Après 80 ans, alimenter un contrat d’assurance vie reste possible, mais l’intérêt fiscal diminue. Les capitaux versés après 70 ans sont intégrés dans l’actif successoral au-delà de 30 500 €, ce qui limite l’avantage par rapport à une donation classique. En revanche, l’assurance vie permet de désigner librement ses bénéficiaires, y compris hors cadre familial, et de conserver la maîtrise des fonds jusqu’au décès.
Pour transmettre efficacement après 80 ans, privilégier les donations directes (don manuel, donation-partage) ou les présents d’usage peut s’avérer plus pertinent que de nouveaux versements sur un contrat d’assurance vie.
Bon à savoir
La déclaration d’un don manuel doit intervenir dans le mois suivant la transmission si elle dépasse les abattements. Le formulaire 2735 (dons manuels) ou 2734 (dons de sommes d’argent) permet de régulariser la situation auprès du fisc et de faire courir le délai de 15 ans avant renouvellement de l’abattement.

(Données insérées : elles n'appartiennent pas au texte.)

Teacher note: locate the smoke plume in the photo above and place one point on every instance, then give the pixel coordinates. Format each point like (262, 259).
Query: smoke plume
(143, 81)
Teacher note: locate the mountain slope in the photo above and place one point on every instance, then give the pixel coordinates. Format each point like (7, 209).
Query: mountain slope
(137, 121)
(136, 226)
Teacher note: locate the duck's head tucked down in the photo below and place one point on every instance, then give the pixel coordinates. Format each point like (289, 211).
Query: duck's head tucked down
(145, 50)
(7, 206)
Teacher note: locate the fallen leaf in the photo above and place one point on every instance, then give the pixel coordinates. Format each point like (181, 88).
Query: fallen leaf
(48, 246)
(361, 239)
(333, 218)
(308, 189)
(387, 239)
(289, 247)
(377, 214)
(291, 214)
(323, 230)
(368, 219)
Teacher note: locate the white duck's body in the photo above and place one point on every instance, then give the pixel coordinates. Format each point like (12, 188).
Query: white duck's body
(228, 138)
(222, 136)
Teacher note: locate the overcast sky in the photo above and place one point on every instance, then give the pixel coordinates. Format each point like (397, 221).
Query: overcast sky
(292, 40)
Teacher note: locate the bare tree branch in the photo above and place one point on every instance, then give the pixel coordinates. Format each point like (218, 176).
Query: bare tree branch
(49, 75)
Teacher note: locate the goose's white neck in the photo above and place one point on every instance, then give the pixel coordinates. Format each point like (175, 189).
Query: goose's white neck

Transmettre après 80 ans reste une démarche légitime et fiscalement encadrée, pour rédiger vos dernières volontés utilisez notre modèle de testament gratuit. La perte de l’abattement spécifique de 31 865 € réduit la marge de manœuvre pour les dons d’argent, mais les abattements classiques demeurent généreux, surtout en ligne directe. Anticiper en donnant plus tôt, fractionner les donations dans le temps et privilégier les présents d’usage pour les montants modestes permettent d’alléger la facture fiscale tout en aidant ses proches de son vivant.